Paris : fin des voitures à essence en 2030 et du diesel en 2024

Paris : fin des voitures à essence en 2030 et du diesel en 2024

Comme à Berlin, Paris vient de décider l’interdiction des voitures à essence à partir de 2030. Les véhicules diesels seront eux prohibés à partir de 2024. En France comme en Allemagne cette décision est directement liée à l’Accord de Paris sur le climat qui vise à éliminer la circulation des véhicules thermiques en 2030 pour que les émissions soient réduites de 95% en 2050.  Dans le cadre du plan climat à Paris, la mairie souhaite proscrire les voitures à essence à partir de 2030 dans les rues de la capitale, révèle jeudi franceinfo. . Selon franceinfo, la mairie parie sur les voitures électriques et son offre de transports en commun avec le Grand Paris pour compenser la baisse du nombre de véhicules.
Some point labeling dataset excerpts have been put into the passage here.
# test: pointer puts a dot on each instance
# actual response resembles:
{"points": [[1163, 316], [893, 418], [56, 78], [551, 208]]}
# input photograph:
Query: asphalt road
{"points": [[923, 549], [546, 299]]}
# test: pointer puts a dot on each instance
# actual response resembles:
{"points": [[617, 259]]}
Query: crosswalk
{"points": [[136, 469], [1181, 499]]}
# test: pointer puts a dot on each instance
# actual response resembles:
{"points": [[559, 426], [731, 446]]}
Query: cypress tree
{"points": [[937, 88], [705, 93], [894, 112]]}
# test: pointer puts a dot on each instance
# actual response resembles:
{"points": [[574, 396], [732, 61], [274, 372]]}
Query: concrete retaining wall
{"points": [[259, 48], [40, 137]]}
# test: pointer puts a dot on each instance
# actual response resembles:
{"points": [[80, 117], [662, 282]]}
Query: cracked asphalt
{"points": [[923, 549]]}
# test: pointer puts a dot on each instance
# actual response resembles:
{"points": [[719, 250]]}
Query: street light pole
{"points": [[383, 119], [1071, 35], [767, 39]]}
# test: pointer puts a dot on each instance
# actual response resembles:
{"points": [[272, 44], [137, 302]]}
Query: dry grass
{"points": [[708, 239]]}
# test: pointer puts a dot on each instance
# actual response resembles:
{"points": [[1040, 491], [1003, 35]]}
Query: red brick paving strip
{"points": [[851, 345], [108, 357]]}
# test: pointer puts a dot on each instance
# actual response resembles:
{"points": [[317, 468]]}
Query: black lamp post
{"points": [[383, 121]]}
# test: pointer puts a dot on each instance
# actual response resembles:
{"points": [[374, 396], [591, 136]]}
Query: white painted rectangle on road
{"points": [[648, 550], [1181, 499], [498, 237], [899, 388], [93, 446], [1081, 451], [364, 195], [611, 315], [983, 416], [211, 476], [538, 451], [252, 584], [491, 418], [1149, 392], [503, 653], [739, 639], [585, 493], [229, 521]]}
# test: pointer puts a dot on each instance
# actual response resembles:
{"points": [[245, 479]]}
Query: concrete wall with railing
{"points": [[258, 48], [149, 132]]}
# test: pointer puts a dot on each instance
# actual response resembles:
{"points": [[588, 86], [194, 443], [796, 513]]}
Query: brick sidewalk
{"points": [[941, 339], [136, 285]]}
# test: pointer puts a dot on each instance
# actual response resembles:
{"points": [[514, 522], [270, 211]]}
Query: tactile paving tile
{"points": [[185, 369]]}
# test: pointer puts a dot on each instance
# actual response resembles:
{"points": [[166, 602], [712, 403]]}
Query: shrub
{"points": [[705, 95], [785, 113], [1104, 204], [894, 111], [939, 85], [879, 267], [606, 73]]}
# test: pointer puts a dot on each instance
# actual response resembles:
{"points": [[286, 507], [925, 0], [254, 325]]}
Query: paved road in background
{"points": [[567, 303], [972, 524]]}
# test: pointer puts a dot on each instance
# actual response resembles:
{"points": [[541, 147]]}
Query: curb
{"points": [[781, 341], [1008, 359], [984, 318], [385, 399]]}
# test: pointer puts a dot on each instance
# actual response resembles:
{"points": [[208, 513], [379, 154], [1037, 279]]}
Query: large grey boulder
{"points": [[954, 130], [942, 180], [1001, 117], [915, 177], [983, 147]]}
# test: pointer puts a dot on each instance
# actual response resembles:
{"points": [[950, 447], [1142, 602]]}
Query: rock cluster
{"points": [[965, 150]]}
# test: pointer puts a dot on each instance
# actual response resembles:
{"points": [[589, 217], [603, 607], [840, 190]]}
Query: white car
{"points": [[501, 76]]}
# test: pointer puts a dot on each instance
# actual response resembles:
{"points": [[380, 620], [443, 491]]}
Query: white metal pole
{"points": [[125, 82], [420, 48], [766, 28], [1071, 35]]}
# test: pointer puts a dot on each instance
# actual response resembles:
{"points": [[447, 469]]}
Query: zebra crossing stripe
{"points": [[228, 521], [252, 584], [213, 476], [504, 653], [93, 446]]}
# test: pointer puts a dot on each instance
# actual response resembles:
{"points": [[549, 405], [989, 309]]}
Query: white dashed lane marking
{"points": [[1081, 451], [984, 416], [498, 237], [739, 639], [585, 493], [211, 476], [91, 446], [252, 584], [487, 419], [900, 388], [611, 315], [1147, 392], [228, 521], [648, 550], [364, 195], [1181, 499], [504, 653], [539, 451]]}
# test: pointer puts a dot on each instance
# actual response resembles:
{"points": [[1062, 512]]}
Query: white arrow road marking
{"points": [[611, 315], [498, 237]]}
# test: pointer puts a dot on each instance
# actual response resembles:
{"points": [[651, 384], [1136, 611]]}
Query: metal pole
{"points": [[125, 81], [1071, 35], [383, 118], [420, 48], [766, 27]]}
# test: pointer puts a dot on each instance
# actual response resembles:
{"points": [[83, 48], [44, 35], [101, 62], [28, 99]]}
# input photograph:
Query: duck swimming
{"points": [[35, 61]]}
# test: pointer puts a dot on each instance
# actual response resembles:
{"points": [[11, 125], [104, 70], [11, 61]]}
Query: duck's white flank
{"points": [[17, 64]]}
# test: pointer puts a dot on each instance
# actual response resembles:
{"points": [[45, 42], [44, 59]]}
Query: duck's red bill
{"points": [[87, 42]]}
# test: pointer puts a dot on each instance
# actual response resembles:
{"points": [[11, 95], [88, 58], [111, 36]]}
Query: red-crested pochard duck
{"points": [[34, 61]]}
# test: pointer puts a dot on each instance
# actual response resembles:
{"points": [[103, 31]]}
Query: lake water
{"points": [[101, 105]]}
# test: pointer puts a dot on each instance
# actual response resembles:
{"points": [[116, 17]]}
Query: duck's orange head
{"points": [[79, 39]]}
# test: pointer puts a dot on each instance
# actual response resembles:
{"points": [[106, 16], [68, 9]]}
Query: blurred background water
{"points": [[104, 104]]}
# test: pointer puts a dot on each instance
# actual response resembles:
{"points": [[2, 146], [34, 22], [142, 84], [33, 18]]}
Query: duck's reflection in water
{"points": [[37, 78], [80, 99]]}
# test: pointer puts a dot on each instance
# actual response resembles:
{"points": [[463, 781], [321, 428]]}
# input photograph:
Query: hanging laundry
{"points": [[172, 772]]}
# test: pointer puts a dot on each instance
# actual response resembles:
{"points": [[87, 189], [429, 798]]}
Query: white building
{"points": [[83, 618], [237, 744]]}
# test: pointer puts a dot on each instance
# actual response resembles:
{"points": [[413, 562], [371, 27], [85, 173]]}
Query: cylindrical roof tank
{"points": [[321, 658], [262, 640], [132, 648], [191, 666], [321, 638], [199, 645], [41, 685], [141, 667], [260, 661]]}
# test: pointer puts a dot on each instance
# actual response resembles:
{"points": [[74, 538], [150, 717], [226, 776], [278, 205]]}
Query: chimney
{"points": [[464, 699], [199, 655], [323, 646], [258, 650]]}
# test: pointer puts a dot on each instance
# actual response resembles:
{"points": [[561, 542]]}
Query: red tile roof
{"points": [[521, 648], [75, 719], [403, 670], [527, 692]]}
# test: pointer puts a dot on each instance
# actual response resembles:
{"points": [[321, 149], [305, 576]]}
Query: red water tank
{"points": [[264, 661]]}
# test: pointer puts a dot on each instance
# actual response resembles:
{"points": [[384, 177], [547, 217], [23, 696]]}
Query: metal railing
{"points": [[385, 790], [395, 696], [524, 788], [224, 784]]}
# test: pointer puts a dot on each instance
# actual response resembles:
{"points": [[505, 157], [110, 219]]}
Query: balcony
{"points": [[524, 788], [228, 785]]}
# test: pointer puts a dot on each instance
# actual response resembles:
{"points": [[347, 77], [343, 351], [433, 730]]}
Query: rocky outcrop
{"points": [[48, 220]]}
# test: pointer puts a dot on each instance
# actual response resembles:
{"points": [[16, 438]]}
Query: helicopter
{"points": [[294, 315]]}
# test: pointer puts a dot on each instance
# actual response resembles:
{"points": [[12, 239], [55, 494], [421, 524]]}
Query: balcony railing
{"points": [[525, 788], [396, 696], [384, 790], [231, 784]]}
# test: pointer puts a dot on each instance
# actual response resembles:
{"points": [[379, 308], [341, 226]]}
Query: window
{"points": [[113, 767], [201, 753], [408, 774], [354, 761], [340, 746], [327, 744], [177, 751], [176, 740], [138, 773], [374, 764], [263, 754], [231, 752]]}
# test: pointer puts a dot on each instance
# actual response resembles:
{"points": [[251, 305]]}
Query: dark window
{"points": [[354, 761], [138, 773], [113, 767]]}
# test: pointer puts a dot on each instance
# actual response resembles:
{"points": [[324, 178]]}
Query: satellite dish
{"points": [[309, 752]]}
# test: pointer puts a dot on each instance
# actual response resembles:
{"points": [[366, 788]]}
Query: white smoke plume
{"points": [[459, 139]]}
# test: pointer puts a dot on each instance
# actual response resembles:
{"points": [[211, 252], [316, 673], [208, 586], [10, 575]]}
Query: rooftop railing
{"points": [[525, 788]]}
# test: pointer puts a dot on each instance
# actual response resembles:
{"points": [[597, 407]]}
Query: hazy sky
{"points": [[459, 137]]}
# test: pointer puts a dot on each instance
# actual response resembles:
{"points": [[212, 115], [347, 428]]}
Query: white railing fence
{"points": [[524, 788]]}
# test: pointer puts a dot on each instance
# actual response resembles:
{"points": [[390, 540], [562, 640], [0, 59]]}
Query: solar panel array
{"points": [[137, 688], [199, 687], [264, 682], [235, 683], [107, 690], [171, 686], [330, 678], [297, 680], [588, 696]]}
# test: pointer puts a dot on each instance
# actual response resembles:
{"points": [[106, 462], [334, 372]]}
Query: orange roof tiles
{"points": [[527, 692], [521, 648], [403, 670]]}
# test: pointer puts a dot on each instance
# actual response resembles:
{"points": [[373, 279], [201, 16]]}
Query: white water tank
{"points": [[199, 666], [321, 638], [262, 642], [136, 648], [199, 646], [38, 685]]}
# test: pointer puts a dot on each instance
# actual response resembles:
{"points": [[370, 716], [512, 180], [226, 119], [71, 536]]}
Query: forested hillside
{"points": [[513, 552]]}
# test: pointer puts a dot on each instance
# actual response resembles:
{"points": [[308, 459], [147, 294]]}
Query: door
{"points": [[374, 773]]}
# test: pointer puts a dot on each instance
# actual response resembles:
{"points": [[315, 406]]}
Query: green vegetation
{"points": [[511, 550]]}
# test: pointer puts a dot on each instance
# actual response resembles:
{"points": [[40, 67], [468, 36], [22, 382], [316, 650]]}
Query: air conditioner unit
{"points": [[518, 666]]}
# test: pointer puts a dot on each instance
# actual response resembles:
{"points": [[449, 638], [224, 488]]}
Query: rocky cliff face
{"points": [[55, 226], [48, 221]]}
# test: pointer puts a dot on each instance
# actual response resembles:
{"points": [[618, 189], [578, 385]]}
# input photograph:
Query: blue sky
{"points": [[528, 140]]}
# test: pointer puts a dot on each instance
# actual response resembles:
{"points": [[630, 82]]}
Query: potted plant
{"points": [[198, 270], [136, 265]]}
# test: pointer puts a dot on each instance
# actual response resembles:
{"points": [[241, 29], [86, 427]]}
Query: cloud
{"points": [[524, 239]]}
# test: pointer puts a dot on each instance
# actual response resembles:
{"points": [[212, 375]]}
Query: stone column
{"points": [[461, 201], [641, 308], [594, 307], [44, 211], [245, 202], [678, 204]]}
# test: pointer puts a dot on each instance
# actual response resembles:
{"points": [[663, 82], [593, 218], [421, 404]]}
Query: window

En faite les constructeurs pensaient pouvoir bénéficier d’un délai supplémentaire de 10 ans pour effectuer la mutation de leur appareil productif. La mutation vers l’électrique va donc devoir s’accélérer. En attendant il est vraisemblable que les acheteurs potentiels de véhicules neufs vont hésiter à acheter des véhicules de 20 000,30 000 euros voire  plus car le prix à la revente va rapidement s’écrouler. Plus de 60% des Parisiens ne possèdent d’ailleurs pas de voiture, indique le cabinet d’Anne Hidalgo à franceinfo. Comme Copenhague et Berlin, Paris s’est engagé au moment de la COP21 à être neutre en carbone et de faire 100% d’énergies renouvelables d’ici 2050. Des objectifs censés aussi réduire la pollution de l’air, classée 3eme cause de mortalité en France, d’après Santé publique France. Reste qu’il s’agit d’une véritable révolution qui va bousculer l’industrie automobile en France mais surtout en Allemagne. La perspective peut paraître lointaine mais elle va peser immédiatement sur le choix des les acquéreurs de véhicules neufs et sur les prix de l’occasion.